Standard life insurance 

Life insurance glossary

The situation when it comes to your own life insurance is different, and depends on how the policy was set up.

With a normal life policy, any payout becomes part of the deceased person’s estate, to be shared out among the beneficiaries named in their will.

If there is no will, the assets are distributed according to intestacy laws. This usually means that the assets go to the spouse or civil partner, but this is not guaranteed, so you should consider making a will to ensure your wishes are followed explicitly.

But if you set a life policy up in trust, you will have to name beneficiaries of the trust, as well as the trustee or trustees who are responsible for it.
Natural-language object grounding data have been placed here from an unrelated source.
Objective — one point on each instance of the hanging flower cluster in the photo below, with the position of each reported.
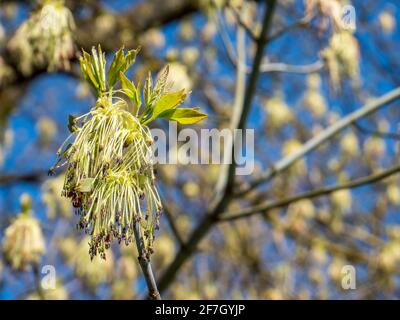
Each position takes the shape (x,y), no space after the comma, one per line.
(110,178)
(45,39)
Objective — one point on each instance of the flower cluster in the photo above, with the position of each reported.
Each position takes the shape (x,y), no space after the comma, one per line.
(110,177)
(23,242)
(44,40)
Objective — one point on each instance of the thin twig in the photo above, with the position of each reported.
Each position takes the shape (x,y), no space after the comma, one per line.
(266,206)
(222,195)
(319,139)
(377,133)
(145,265)
(38,285)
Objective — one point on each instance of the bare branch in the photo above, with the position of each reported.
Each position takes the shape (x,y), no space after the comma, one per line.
(322,137)
(264,207)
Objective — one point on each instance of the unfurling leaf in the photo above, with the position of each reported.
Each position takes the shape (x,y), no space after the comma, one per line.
(120,63)
(183,115)
(85,185)
(71,123)
(127,86)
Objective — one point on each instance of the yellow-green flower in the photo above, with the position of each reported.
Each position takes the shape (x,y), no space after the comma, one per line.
(110,178)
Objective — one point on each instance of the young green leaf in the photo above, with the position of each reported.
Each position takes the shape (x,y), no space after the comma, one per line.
(168,101)
(71,124)
(115,68)
(148,89)
(183,115)
(85,185)
(127,86)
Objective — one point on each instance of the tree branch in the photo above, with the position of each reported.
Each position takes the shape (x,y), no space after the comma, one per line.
(145,265)
(264,207)
(322,137)
(223,188)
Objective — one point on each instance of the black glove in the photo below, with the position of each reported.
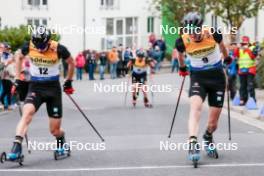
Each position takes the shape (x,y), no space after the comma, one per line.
(18,84)
(67,87)
(228,60)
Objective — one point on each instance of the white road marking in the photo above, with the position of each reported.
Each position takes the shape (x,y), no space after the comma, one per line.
(136,168)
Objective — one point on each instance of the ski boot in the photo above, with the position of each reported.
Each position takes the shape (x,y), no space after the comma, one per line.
(146,103)
(194,151)
(63,149)
(15,155)
(210,147)
(134,102)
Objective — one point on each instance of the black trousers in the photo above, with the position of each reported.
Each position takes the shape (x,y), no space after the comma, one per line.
(7,86)
(247,87)
(232,85)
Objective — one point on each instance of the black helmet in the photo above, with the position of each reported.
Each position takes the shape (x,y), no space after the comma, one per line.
(193,19)
(140,53)
(40,37)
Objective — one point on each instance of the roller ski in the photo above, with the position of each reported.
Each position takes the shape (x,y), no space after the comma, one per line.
(194,152)
(209,145)
(62,153)
(63,149)
(134,101)
(15,155)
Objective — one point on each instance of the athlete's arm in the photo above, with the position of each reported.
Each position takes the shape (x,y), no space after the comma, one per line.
(218,37)
(19,56)
(179,45)
(64,53)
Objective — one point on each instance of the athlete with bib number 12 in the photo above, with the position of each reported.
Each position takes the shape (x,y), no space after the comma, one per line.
(44,87)
(203,46)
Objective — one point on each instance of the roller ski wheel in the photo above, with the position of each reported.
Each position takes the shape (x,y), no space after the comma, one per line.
(210,147)
(194,153)
(62,153)
(212,153)
(12,158)
(148,106)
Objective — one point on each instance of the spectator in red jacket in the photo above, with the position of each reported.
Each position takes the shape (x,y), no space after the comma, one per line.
(79,64)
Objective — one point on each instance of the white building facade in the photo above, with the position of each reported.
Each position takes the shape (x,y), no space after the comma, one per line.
(107,22)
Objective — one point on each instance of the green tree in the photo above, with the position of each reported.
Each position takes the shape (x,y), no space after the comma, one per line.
(16,36)
(234,12)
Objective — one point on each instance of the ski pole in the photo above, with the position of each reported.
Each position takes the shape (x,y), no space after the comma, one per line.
(125,99)
(151,84)
(177,105)
(20,113)
(228,105)
(81,111)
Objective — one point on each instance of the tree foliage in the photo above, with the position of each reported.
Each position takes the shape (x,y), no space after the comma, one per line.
(234,12)
(175,10)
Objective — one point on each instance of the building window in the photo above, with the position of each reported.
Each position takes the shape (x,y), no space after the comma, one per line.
(37,21)
(109,4)
(110,26)
(150,24)
(120,31)
(44,2)
(35,4)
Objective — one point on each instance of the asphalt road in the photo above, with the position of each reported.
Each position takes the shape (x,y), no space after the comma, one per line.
(133,137)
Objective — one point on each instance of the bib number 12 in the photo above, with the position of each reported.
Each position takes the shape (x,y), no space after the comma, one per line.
(43,71)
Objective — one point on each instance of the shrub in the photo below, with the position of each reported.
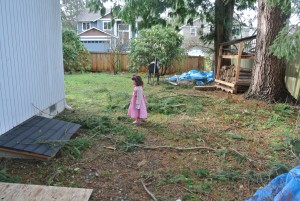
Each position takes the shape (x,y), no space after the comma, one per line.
(76,56)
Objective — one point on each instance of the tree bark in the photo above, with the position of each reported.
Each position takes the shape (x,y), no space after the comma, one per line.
(267,81)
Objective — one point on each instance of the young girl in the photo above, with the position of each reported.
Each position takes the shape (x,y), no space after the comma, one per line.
(137,108)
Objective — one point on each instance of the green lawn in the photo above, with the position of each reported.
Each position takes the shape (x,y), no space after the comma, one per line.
(194,146)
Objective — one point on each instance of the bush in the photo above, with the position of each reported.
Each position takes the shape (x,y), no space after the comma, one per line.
(157,42)
(76,56)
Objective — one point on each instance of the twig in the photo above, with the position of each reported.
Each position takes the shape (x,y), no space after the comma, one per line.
(111,148)
(149,193)
(242,155)
(176,148)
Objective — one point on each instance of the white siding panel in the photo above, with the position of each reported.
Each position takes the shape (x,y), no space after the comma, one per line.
(31,64)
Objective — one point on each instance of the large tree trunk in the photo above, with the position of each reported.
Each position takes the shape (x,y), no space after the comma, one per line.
(223,24)
(269,71)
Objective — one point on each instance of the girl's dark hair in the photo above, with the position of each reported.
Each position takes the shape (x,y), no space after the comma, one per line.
(138,80)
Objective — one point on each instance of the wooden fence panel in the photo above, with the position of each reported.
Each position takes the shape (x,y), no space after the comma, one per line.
(106,61)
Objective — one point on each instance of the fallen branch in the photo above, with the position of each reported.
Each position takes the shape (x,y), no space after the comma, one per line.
(149,193)
(176,148)
(242,155)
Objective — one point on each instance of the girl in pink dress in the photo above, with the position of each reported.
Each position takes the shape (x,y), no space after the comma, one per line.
(137,108)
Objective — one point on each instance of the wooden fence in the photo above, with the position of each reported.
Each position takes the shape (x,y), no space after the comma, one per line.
(109,61)
(292,78)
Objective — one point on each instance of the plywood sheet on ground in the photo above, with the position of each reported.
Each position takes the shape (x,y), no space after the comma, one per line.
(38,137)
(26,192)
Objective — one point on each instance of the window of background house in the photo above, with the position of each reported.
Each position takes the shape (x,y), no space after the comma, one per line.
(86,25)
(123,27)
(193,31)
(107,25)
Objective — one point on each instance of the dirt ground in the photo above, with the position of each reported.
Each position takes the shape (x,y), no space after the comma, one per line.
(205,156)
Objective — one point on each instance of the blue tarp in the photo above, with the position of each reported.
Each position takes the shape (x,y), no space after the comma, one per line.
(285,187)
(200,77)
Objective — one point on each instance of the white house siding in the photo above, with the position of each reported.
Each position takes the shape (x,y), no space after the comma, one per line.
(31,76)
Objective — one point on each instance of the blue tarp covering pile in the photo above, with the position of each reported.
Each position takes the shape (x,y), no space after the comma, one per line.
(284,187)
(200,77)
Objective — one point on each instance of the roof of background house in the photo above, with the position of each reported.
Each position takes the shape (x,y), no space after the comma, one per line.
(93,28)
(86,16)
(188,25)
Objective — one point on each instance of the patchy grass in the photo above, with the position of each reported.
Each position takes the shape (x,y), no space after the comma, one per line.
(245,143)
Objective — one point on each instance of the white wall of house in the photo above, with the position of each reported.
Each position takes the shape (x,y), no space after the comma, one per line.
(31,63)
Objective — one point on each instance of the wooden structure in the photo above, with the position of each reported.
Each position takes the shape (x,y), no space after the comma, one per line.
(25,192)
(31,61)
(231,76)
(36,138)
(105,62)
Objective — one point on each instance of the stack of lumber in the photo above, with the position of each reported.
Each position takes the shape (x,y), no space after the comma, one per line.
(245,74)
(228,74)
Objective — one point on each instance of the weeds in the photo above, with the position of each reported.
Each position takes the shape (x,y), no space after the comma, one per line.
(5,177)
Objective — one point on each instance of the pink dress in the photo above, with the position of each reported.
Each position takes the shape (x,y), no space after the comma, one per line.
(138,100)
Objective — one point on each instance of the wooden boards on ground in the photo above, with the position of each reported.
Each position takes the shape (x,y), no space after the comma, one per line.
(26,192)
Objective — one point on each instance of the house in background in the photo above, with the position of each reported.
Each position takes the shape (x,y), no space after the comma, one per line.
(191,42)
(98,34)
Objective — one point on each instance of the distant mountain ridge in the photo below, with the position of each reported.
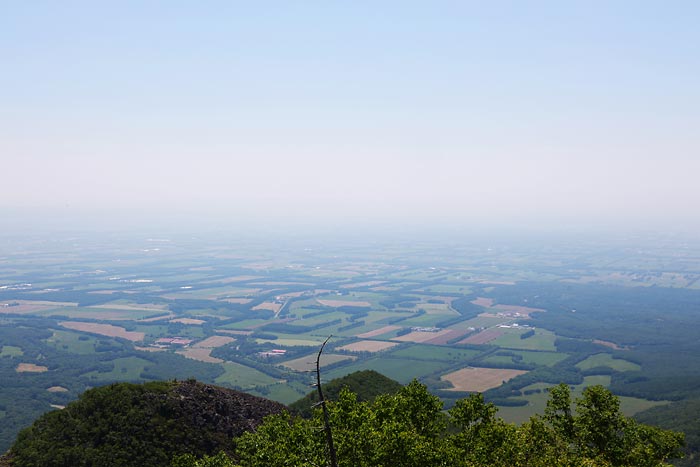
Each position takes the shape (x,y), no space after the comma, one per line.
(366,384)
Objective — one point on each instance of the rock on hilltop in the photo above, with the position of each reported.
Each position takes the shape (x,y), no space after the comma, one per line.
(126,424)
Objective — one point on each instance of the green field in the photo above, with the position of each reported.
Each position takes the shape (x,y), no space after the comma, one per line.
(11,351)
(528,357)
(542,340)
(607,360)
(241,376)
(285,393)
(125,369)
(402,370)
(433,352)
(72,342)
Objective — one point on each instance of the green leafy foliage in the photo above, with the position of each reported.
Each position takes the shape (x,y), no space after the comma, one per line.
(410,429)
(140,424)
(365,384)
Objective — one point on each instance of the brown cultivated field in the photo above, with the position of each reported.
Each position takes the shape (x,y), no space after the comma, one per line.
(57,389)
(228,280)
(378,332)
(442,339)
(135,307)
(156,318)
(339,303)
(523,310)
(30,368)
(24,309)
(483,337)
(361,284)
(479,379)
(272,306)
(422,336)
(485,302)
(308,363)
(214,341)
(239,301)
(368,346)
(188,321)
(104,330)
(234,332)
(612,345)
(201,354)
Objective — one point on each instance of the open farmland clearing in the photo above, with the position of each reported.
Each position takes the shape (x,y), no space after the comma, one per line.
(368,346)
(104,329)
(308,363)
(475,379)
(30,368)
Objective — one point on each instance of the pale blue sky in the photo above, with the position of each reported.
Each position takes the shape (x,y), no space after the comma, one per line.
(503,113)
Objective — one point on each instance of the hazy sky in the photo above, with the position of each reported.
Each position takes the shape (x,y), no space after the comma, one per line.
(406,112)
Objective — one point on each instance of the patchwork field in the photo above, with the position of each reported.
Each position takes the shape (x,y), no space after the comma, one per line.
(104,329)
(30,368)
(479,379)
(368,346)
(308,363)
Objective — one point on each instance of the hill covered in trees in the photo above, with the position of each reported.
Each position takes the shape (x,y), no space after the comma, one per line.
(144,425)
(190,424)
(366,385)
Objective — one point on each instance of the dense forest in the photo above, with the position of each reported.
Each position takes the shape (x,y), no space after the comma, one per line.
(190,425)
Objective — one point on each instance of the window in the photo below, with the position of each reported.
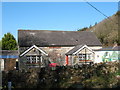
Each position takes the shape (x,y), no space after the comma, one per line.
(84,56)
(33,59)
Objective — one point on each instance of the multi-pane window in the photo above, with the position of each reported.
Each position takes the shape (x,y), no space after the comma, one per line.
(84,56)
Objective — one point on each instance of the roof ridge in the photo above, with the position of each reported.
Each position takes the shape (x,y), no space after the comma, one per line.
(50,30)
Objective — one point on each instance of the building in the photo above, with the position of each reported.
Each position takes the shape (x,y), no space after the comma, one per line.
(8,60)
(107,54)
(37,47)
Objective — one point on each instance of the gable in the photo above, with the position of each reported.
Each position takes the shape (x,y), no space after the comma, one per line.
(79,48)
(34,50)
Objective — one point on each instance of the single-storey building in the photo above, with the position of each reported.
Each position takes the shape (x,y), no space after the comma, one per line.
(37,47)
(8,60)
(107,54)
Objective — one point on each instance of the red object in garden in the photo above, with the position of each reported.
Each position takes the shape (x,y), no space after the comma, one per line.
(52,64)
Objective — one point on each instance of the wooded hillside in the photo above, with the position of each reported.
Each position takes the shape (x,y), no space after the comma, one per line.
(107,30)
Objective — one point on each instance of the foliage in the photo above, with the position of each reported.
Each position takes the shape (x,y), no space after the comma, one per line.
(0,45)
(9,42)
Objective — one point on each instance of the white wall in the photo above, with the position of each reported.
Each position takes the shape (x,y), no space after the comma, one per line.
(100,54)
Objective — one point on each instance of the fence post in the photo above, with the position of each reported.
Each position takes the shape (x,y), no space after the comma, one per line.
(9,85)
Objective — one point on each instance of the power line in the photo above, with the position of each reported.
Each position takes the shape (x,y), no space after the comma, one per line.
(96,9)
(99,11)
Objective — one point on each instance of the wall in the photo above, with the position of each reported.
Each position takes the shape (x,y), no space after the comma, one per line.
(56,54)
(9,64)
(100,56)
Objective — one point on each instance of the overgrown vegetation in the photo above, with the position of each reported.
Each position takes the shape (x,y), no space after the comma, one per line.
(104,75)
(106,30)
(8,42)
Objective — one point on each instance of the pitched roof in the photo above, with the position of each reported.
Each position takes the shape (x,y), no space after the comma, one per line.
(74,49)
(117,48)
(56,38)
(34,46)
(77,48)
(8,52)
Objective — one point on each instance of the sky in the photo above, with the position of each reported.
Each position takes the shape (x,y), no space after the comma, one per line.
(61,16)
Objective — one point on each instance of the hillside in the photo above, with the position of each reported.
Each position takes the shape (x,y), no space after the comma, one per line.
(107,30)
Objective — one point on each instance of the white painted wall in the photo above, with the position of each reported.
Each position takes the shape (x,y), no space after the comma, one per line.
(99,54)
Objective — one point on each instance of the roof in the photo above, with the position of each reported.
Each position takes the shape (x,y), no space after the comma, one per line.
(74,49)
(27,38)
(34,46)
(117,48)
(78,48)
(8,54)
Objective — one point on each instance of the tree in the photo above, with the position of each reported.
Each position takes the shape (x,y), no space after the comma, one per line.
(9,42)
(0,44)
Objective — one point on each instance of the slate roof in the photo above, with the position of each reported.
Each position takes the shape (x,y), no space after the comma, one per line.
(74,50)
(117,48)
(27,38)
(8,52)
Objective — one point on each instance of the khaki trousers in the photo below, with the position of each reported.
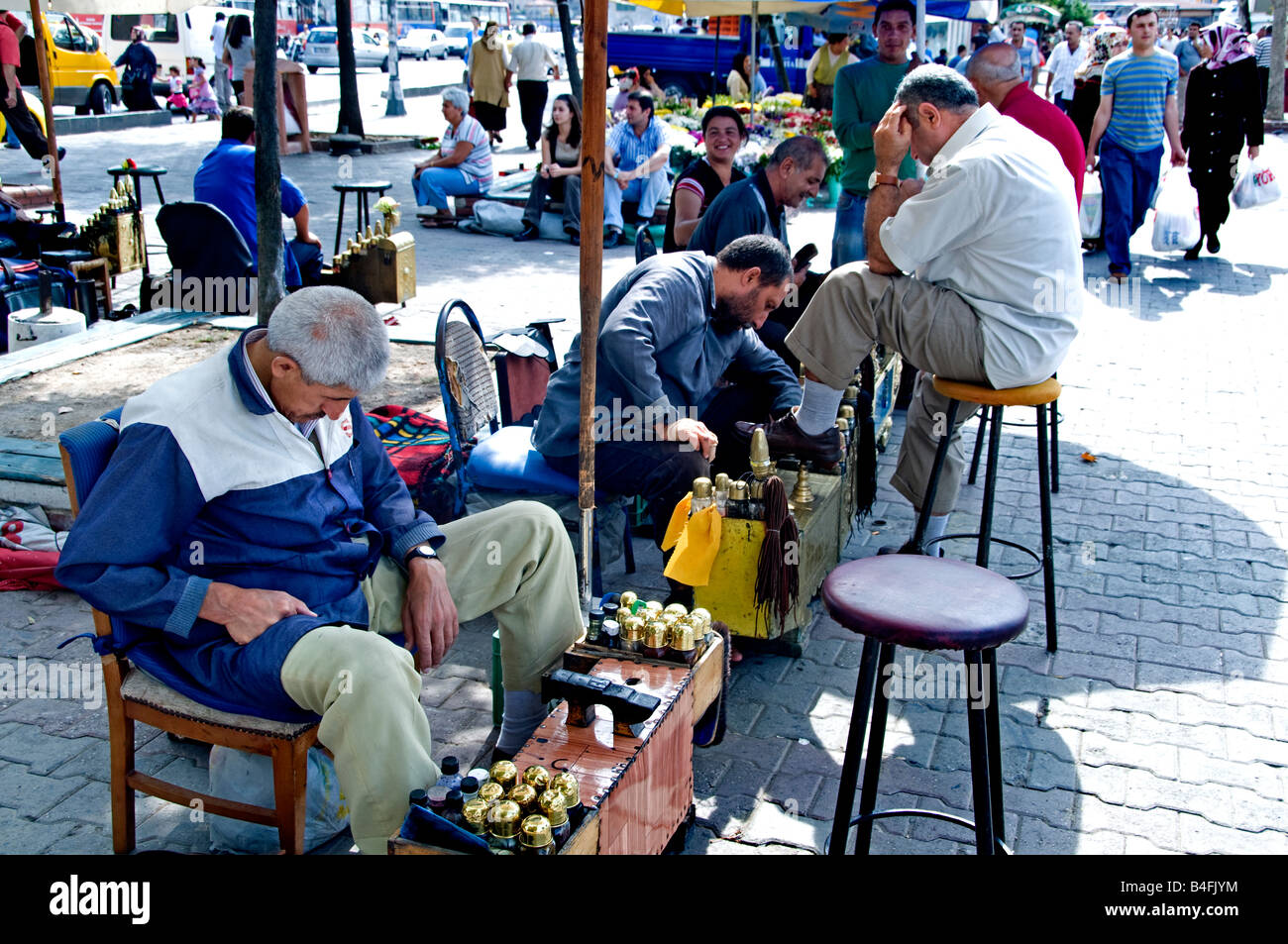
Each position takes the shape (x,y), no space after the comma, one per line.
(932,327)
(515,562)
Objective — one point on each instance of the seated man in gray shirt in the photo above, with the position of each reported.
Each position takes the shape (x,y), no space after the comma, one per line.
(993,286)
(668,334)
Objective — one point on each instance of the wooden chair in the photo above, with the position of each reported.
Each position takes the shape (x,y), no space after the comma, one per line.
(133,695)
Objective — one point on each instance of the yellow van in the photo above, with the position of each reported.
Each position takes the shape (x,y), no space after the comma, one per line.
(80,72)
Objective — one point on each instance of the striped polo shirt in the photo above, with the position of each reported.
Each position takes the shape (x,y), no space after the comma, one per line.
(629,150)
(1140,85)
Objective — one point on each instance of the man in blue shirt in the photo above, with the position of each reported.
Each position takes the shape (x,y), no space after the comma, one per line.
(1137,104)
(635,159)
(227,179)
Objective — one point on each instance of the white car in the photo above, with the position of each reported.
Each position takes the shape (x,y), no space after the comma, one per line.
(423,44)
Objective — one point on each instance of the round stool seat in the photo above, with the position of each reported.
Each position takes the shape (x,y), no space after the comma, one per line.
(926,603)
(365,187)
(1031,395)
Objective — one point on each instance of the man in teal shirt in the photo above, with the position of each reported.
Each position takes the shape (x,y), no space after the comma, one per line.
(863,94)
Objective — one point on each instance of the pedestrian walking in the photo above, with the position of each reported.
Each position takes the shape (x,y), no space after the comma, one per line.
(490,81)
(1064,62)
(1224,112)
(141,65)
(1137,107)
(529,63)
(862,97)
(12,104)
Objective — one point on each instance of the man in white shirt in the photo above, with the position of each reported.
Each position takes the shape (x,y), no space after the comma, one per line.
(528,62)
(975,275)
(1064,59)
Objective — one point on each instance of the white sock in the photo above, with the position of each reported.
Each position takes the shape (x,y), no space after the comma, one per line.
(816,412)
(523,712)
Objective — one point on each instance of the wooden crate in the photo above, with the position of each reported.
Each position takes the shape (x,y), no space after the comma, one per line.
(636,790)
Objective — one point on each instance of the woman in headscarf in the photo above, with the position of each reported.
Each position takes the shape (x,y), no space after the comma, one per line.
(1223,108)
(490,81)
(1108,43)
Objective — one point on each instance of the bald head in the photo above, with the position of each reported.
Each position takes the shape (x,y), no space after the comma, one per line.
(995,69)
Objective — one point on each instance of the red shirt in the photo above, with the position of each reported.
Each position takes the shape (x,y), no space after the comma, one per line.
(1047,121)
(9,40)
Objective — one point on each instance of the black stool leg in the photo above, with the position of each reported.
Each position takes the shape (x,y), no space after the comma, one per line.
(854,747)
(979,445)
(927,500)
(339,226)
(1047,541)
(988,689)
(872,759)
(986,515)
(979,762)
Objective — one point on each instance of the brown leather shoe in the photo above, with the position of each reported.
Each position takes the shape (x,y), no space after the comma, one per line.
(785,437)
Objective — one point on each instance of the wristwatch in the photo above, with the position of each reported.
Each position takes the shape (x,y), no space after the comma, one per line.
(423,552)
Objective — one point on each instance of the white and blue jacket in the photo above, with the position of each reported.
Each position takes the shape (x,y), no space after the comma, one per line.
(210,483)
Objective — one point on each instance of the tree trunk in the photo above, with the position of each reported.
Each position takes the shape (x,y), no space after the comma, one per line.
(1275,94)
(570,48)
(268,167)
(351,112)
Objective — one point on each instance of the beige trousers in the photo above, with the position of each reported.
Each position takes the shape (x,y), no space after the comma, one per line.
(932,327)
(515,562)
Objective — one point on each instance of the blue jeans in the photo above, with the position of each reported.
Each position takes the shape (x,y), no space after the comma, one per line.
(436,184)
(848,244)
(1128,180)
(647,192)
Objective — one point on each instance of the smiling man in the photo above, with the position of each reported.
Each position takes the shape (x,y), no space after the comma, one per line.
(254,536)
(977,275)
(668,334)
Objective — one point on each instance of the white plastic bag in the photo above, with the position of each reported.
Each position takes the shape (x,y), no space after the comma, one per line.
(1256,185)
(1176,220)
(249,778)
(1091,210)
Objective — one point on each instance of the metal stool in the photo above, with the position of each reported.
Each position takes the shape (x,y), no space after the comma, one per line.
(362,192)
(993,402)
(973,610)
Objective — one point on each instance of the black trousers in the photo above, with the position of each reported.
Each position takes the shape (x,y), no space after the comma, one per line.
(532,106)
(22,124)
(664,472)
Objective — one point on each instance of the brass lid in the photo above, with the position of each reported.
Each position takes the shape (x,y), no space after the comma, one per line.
(536,777)
(524,794)
(632,629)
(566,784)
(503,773)
(553,806)
(656,633)
(535,832)
(502,819)
(476,813)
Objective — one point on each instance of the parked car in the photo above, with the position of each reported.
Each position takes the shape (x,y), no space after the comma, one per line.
(321,51)
(421,44)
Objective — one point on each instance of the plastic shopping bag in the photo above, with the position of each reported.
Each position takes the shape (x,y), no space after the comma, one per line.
(1091,210)
(1176,220)
(1256,185)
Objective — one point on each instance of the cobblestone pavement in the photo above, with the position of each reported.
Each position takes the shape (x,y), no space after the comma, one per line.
(1160,725)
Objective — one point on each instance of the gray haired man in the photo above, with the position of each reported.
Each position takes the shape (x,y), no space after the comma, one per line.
(273,549)
(975,274)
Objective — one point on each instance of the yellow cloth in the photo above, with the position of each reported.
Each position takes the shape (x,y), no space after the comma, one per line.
(697,548)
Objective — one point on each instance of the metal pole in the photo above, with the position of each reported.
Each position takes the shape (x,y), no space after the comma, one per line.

Again, if your family circumstances change, so might your desired beneficiary, so you will need to talk to your insurer and/or trustee to guarantee that any potential payout goes to the right person.

Regular reviews

Making sure your named beneficiary is up-to-date is just one reason you should review your life cover on a regular basis.

As your circumstances change, so might your insurance requirements: for example if you have more children or buy a more expensive house, you may want to be insured for a larger amount.

Or you may extend the term of your mortgage, because you’re moving or you want to reduce your monthly repayments. Your life insurance cover may need to be extended to match.